While major roads such as State Road 85 are mostly clear, shaded parts of many side roads like Stillwell Boulevard, Redstone Avenue and Old Bethel Road are still icy, he said.
“It’s not black ice, it’s flat-out ice,” McCosker said. “Our officers are trying to keep people from driving on the icy roads. Schools are closed for a reason: it’s still not safe to travel. (Driving now) is putting first responders at risk.”
Enzo’s havoc is widespread. For example, since the storm began, scores of semi-trucks and other vehicles have slipped off parts of Interstate 10 and U.S. Highway 90. Early this afternoon, snowplows and road graders were being used by Florida Department of Transportation workers to remove ice and snow on I-10 to restore traffic. Schools in Okaloosa County are closed until Monday.

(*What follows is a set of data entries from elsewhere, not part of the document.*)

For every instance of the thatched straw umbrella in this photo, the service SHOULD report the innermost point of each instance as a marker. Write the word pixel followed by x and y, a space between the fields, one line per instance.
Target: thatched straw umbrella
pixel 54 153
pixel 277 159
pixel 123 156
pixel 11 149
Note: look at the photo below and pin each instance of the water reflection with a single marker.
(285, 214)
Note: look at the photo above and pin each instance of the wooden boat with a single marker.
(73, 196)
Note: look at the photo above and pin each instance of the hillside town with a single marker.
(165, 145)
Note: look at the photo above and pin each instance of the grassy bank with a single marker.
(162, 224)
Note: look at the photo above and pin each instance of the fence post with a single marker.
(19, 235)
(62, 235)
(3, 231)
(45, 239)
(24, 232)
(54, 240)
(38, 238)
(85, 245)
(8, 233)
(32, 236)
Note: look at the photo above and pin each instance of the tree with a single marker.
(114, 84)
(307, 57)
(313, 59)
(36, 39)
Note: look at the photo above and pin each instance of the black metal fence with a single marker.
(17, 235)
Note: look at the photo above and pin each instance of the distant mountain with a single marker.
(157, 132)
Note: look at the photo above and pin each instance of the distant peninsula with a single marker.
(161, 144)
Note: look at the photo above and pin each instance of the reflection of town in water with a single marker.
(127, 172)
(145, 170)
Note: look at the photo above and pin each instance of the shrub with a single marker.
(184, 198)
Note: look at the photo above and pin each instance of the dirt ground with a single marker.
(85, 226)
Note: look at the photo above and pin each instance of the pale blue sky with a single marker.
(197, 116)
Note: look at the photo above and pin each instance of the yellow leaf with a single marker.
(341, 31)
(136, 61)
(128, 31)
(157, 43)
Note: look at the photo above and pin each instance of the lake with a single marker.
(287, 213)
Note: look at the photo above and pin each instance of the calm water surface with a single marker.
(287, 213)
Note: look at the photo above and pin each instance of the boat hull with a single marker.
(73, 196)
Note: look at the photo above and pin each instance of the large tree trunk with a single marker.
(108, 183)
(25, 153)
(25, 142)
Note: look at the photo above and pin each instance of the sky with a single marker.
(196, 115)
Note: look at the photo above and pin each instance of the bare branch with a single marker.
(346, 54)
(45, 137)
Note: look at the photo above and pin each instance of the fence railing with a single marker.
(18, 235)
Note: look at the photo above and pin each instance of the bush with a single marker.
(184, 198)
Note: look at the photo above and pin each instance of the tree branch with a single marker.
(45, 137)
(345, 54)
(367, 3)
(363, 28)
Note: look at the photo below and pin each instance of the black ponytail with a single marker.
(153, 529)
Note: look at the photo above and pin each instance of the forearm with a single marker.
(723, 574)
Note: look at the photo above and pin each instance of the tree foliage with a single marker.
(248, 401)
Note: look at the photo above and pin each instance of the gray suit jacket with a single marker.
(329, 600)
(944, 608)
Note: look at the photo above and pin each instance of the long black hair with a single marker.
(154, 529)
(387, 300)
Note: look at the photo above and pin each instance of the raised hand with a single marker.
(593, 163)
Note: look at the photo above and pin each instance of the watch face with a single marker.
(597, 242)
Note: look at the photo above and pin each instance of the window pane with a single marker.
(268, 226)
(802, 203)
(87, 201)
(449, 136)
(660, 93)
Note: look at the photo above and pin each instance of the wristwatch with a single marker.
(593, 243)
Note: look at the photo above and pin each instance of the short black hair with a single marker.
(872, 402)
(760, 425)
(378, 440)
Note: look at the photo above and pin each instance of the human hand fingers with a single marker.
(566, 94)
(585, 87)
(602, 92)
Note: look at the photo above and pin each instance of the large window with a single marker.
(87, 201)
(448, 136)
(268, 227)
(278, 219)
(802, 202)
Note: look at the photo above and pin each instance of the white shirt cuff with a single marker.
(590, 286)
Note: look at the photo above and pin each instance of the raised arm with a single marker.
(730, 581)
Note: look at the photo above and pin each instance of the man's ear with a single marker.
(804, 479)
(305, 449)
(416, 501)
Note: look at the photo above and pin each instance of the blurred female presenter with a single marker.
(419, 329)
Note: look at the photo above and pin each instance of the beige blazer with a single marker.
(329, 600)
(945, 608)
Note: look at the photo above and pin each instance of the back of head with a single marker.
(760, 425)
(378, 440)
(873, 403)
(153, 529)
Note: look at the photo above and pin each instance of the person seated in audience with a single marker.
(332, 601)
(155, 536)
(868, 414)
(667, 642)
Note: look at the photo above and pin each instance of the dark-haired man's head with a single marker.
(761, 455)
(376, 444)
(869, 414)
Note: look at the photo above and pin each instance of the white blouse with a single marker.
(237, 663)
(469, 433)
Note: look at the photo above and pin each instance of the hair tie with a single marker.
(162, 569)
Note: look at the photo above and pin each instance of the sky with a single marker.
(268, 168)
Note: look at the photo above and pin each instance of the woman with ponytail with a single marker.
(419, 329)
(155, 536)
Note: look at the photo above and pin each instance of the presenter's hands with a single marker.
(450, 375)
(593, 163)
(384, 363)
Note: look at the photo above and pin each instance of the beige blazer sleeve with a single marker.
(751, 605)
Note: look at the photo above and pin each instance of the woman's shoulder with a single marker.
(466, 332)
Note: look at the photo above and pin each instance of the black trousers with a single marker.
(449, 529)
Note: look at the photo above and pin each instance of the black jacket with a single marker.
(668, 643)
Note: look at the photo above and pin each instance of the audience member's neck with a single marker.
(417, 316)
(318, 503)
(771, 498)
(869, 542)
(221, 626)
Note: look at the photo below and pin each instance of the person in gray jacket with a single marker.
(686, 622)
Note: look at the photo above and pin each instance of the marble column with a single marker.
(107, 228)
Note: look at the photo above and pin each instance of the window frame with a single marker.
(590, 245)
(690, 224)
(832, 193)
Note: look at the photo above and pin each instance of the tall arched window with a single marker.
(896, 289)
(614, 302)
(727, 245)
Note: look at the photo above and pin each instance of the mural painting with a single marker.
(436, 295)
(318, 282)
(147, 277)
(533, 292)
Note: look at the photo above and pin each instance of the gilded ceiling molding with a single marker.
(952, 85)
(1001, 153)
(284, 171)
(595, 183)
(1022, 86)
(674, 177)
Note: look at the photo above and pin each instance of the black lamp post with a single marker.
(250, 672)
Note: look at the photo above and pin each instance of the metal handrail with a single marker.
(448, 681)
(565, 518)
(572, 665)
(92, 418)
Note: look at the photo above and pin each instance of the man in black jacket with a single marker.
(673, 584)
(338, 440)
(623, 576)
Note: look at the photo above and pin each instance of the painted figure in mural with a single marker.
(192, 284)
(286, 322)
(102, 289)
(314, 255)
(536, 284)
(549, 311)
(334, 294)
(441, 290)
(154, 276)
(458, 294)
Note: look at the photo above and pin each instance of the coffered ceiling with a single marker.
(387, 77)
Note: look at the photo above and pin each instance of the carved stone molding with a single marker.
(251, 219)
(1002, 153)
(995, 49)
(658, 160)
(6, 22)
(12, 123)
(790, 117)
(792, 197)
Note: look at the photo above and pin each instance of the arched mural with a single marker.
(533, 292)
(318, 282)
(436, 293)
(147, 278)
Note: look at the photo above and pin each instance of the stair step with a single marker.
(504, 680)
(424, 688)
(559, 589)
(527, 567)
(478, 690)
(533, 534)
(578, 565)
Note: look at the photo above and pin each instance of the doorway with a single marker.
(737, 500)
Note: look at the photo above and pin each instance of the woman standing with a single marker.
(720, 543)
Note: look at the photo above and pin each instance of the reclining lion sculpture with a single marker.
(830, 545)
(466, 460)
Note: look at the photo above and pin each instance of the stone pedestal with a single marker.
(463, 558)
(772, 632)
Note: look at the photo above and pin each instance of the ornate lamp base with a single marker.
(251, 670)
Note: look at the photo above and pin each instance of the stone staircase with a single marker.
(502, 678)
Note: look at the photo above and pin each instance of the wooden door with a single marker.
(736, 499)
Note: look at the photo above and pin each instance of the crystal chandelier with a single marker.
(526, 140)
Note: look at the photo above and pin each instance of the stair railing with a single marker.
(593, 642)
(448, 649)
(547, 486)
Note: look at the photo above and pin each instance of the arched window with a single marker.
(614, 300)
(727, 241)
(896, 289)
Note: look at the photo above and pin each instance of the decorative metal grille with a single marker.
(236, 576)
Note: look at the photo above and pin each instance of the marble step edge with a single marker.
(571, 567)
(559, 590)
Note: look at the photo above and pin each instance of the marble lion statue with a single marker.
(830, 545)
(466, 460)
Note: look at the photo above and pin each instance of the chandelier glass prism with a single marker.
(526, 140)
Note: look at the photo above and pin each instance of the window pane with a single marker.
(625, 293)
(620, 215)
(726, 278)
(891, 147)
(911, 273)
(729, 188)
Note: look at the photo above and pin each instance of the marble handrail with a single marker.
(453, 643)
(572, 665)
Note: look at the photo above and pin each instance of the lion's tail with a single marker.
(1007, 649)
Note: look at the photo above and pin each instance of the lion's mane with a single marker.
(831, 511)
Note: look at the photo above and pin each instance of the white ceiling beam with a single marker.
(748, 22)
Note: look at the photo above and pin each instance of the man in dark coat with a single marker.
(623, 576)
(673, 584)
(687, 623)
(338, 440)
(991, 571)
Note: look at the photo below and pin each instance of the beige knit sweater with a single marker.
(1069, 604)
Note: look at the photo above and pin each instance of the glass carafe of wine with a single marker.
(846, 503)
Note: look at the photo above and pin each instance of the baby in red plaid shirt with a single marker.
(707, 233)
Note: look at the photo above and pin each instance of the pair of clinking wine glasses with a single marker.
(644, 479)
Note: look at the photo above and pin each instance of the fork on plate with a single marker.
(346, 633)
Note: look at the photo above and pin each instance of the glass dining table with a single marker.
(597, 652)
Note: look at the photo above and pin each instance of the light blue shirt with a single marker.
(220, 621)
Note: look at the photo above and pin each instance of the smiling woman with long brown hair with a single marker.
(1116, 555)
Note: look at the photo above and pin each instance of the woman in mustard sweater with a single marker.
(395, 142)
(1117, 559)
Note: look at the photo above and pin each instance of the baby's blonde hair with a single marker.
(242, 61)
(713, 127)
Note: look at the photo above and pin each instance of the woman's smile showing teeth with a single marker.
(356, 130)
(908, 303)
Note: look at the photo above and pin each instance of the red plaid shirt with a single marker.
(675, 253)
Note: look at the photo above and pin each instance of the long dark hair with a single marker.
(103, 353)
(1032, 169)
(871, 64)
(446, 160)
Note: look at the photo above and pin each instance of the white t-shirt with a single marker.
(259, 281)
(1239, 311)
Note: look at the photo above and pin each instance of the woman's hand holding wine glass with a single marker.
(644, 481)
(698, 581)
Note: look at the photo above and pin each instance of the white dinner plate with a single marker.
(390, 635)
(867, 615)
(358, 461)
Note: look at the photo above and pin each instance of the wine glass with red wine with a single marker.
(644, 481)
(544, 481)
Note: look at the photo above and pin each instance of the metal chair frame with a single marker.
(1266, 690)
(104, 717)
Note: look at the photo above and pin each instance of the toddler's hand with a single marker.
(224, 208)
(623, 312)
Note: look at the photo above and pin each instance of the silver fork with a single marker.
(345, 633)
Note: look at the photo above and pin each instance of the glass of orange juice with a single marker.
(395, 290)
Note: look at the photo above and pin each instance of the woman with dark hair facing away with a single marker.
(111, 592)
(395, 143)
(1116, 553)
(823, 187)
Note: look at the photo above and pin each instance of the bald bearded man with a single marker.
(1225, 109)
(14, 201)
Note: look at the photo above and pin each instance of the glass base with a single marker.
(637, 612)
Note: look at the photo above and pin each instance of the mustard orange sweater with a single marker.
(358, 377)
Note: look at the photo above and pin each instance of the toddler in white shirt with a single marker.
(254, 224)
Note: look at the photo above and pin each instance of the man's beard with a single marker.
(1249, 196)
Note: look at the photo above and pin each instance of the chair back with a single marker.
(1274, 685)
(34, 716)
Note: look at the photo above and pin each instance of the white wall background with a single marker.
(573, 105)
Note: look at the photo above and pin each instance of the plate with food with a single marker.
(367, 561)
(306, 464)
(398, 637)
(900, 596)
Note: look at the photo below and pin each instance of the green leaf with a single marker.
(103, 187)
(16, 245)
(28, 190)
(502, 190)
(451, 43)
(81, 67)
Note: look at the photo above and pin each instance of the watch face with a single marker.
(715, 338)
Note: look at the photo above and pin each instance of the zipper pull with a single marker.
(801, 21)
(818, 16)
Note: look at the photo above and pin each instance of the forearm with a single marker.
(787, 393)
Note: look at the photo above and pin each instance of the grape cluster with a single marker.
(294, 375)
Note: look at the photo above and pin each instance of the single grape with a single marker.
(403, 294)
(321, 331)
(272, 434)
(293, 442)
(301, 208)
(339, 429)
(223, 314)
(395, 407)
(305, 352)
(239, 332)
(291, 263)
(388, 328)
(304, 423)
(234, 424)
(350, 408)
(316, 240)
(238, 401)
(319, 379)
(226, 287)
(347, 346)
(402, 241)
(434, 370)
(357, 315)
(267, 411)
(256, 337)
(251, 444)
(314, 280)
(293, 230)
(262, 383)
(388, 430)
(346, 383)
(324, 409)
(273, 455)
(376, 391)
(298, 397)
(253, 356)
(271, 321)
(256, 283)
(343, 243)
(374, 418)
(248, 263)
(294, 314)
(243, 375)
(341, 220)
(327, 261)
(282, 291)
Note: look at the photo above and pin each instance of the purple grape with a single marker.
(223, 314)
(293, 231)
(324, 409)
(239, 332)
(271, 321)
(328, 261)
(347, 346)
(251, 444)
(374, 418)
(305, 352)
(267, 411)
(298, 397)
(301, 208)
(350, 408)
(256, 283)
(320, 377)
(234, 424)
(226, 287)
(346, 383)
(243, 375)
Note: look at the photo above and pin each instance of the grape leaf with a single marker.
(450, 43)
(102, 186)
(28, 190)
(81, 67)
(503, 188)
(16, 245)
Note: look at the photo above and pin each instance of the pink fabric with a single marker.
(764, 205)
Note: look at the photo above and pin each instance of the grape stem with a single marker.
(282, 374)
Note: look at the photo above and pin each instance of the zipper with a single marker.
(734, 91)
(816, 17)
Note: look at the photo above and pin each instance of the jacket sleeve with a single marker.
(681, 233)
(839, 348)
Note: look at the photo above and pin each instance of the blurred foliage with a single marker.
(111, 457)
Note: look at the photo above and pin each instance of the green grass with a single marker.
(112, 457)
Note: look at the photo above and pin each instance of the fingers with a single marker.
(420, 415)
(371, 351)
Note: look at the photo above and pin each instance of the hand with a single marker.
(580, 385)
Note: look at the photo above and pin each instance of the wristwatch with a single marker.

According to the National Weather Service in Mobile, Alabama, Winter Storm Enzo dumped 9 inches of snow on Crestview and 10 inches on Jay and Milton. Elsewhere, it dropped 8 1/2 inches on Baker, 7 1/2 inches on Fort Walton Beach, 8 inches on Navarre, and 2.8 inches on Destin.
Nearly all of those totals broke the state’s previous record snowfall from March 6, 1954, when 4 inches fell near Milton.


Crestview’s last snowfall before Enzo occurred on Dec. 8 and 9, 2017, when about a half inch of snow fell, NWS Meteorologist Jason Beaman said.
Beaman said a “perfect combination” of ingredients led to the record-setting Winter Storm Enzo: A few days before Enzo arrived, the region was blasted with a very deep-cold air mass “straight out of the Arctic.” A storm system then came from the west, and a low-pressure system that developed over the Gulf of Mexico brought sufficient moisture, but no warm air, into our area over the cold air mass.

Beaman noted that the 7.6 inches of snow Enzo brought to Pensacola easily broke that city’s former record of 3 inches set in 1895.
“Does it happen often? No,” he said about profound snowfalls in the Florida Panhandle. “It may take another 100 years to happen again, or it may take 20 years. You never say ‘never.’”
Crestview’s daytime high temperature for today is 44 degrees, 17 degrees below the average daily high of 61.
On Sunday, the morning low for Crestview is forecast to be 33 degrees, with a daytime high of 59. The daytime temps are expected to increase from there, with a high of 69 degrees next Thursday.

McCosker, who became Crestview’s police chief in late 2019, is a native of New York state. He said the last time he saw snow before Enzo might have been in 2018, when he attended the FBI Academy in Quantico, Virginia.